Record label Young Turks, which is home to Mercury Prize winners The xx and Sampha, has changed its name to avoid links with the mass killings of Armenians during World War One.
Boss Caius Pawson said he named the label after a Rod Stewart song that evoked “the solidarity of youth”.
However, he said they had since learned how the name was a source of “hurt and confusion” for many people.
The Young Turk regime ruled the Ottoman Empire from 1908 and during the war.
Armenia says 1.5 million people were killed in 1915-16 in an effort to wipe out the ethnic group. They regard it as genocide, and many historians and governments agree the killings were orchestrated.

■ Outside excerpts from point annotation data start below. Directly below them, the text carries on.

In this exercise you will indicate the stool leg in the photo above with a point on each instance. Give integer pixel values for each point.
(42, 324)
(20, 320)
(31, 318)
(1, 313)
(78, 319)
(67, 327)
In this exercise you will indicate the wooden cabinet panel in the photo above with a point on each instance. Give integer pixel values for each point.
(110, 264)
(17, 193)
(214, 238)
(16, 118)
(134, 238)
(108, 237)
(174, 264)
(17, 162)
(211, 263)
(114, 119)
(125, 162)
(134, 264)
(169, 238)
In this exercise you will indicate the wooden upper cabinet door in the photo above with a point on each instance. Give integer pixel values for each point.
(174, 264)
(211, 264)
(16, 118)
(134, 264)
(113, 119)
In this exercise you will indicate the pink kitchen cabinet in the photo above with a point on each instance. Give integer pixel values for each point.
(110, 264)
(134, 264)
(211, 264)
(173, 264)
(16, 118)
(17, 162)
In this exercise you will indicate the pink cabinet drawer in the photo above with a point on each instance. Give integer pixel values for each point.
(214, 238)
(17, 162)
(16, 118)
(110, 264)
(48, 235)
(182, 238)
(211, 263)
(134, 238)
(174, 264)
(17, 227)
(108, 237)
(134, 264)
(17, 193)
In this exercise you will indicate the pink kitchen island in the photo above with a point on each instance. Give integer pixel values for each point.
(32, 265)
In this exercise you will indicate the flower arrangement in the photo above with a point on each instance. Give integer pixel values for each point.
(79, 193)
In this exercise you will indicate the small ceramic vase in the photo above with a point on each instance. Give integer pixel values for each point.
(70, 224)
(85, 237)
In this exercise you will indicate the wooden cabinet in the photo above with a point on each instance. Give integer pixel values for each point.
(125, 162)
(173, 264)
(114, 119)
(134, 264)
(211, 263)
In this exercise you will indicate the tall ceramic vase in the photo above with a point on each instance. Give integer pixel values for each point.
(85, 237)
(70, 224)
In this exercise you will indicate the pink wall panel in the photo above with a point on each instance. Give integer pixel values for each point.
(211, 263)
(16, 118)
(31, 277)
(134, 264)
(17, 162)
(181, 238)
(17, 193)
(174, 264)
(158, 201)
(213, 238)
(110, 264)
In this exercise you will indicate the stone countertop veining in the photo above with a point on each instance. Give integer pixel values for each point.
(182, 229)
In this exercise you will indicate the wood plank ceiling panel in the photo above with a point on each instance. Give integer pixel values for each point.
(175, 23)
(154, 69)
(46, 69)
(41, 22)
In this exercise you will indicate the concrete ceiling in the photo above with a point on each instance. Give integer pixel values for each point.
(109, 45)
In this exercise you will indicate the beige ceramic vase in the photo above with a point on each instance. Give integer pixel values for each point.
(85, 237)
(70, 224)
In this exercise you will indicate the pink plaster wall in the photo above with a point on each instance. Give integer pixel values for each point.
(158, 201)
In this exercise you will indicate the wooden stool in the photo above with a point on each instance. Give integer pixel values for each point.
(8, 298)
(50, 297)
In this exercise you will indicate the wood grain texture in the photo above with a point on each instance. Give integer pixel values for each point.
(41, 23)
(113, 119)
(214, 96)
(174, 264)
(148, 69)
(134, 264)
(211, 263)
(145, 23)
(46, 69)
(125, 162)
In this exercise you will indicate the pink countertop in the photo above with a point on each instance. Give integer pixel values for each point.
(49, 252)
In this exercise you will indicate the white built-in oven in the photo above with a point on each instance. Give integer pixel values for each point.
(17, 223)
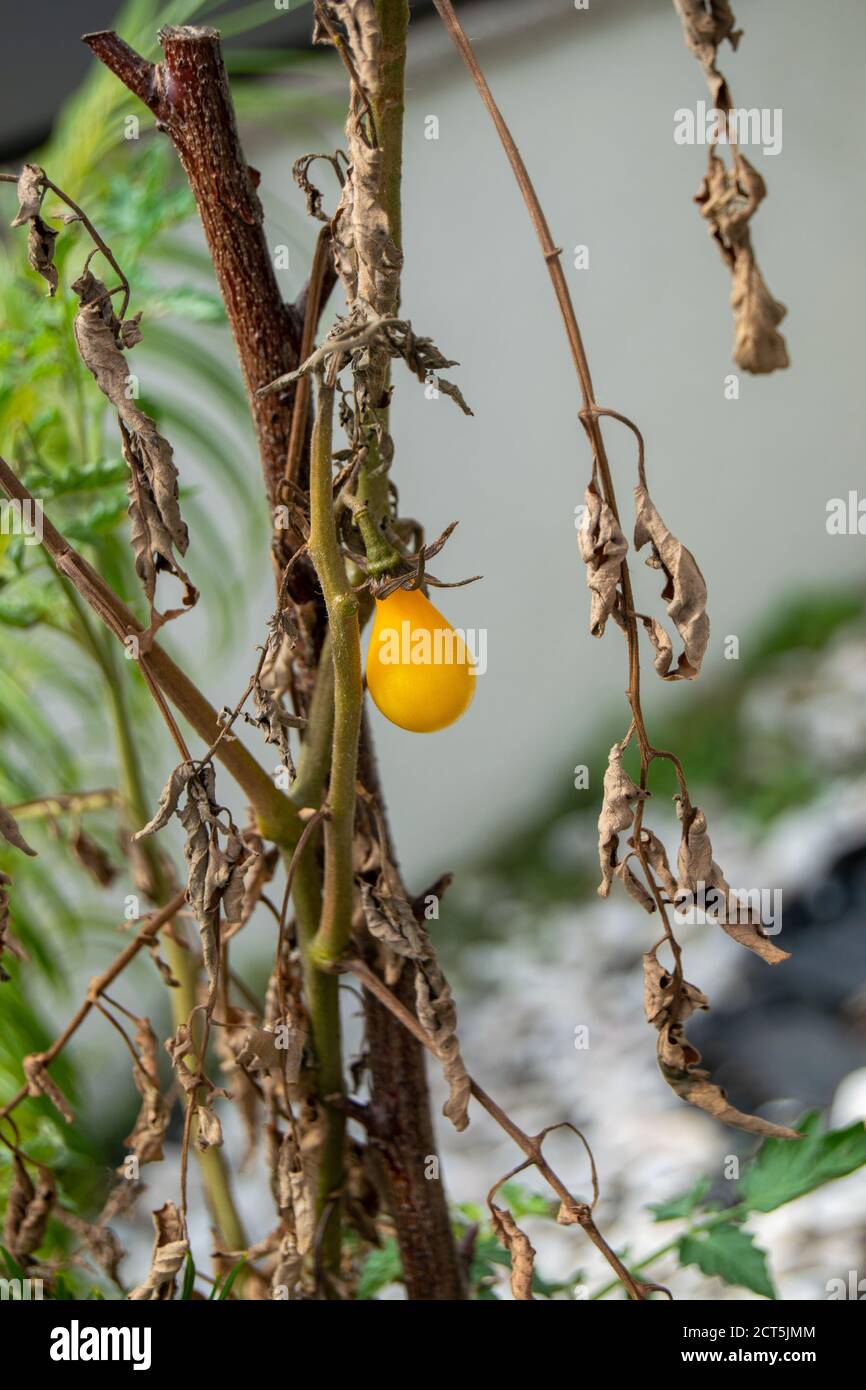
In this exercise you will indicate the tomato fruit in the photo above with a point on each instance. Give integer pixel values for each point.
(419, 669)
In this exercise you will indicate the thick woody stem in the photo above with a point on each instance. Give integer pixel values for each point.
(189, 97)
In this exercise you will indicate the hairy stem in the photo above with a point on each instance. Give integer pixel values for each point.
(335, 926)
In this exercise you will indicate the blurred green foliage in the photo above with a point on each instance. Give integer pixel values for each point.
(66, 692)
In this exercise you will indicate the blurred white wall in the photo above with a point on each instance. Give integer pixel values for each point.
(591, 99)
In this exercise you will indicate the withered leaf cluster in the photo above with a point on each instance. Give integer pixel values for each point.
(41, 236)
(392, 922)
(729, 198)
(216, 870)
(364, 252)
(27, 1211)
(603, 549)
(669, 1002)
(684, 592)
(706, 24)
(9, 831)
(145, 1141)
(170, 1247)
(159, 531)
(275, 722)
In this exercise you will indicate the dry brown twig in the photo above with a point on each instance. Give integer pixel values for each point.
(603, 548)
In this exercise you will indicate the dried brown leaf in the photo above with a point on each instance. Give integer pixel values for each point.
(209, 1130)
(602, 546)
(92, 858)
(706, 24)
(31, 191)
(667, 1007)
(41, 252)
(28, 1209)
(616, 815)
(392, 922)
(10, 831)
(157, 527)
(727, 200)
(145, 1141)
(170, 1250)
(41, 1083)
(701, 875)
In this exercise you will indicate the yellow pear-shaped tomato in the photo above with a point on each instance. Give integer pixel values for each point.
(419, 669)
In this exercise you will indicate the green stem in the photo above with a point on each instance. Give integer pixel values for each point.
(323, 906)
(335, 925)
(388, 124)
(184, 998)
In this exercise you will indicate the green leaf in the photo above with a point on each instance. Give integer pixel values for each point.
(227, 1287)
(784, 1169)
(189, 1278)
(684, 1204)
(11, 1264)
(381, 1266)
(729, 1253)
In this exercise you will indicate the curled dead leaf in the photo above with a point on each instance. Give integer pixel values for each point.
(41, 1083)
(170, 1250)
(684, 592)
(392, 922)
(27, 1209)
(616, 815)
(699, 875)
(602, 548)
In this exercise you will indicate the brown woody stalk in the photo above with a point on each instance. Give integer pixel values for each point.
(188, 93)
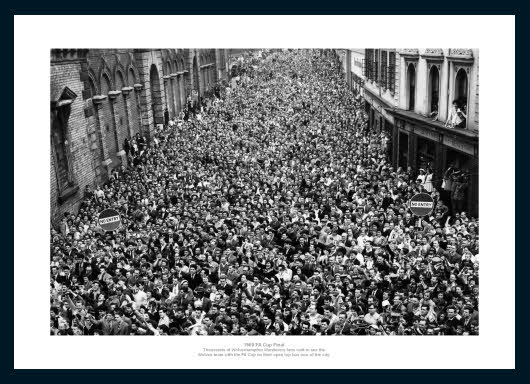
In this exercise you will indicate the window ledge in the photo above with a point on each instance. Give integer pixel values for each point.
(67, 193)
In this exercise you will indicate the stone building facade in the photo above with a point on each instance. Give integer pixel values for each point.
(100, 97)
(409, 93)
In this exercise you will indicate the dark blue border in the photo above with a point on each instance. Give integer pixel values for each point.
(413, 7)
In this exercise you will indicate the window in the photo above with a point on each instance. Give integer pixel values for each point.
(461, 89)
(376, 66)
(434, 90)
(384, 70)
(411, 86)
(368, 64)
(392, 72)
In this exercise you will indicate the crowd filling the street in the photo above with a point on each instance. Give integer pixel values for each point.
(270, 208)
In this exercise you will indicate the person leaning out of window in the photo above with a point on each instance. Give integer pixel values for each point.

Turkey accepts that atrocities were committed but rejects the term genocide, estimating that 300,000 died. It argues there was no systematic attempt to destroy the Christian Armenian people and says many innocent Muslim Turks also died in the turmoil of war.
Pawson, whose label is also home to FKA Twigs, said it would now simply be called Young.
“Through ongoing conversations and messages that have developed our own knowledge around the subject, it’s become apparent that the name is a source of hurt and confusion for people,” he said.
“We loved the name for what it meant to us, but in retrospect should have listened more carefully to other voices and acted more quickly.
“We have always tried to affect positive change and knowing what we do now, it’s only right that we change our name”.
Pawson added that the label, part of the Beggars Group, had also made a donation to the UK-based Armenian Institute “in memory of those who were killed and those who survived.”
His label has also released music by Kamasi Washington, Sbtrkt and Jack Penate.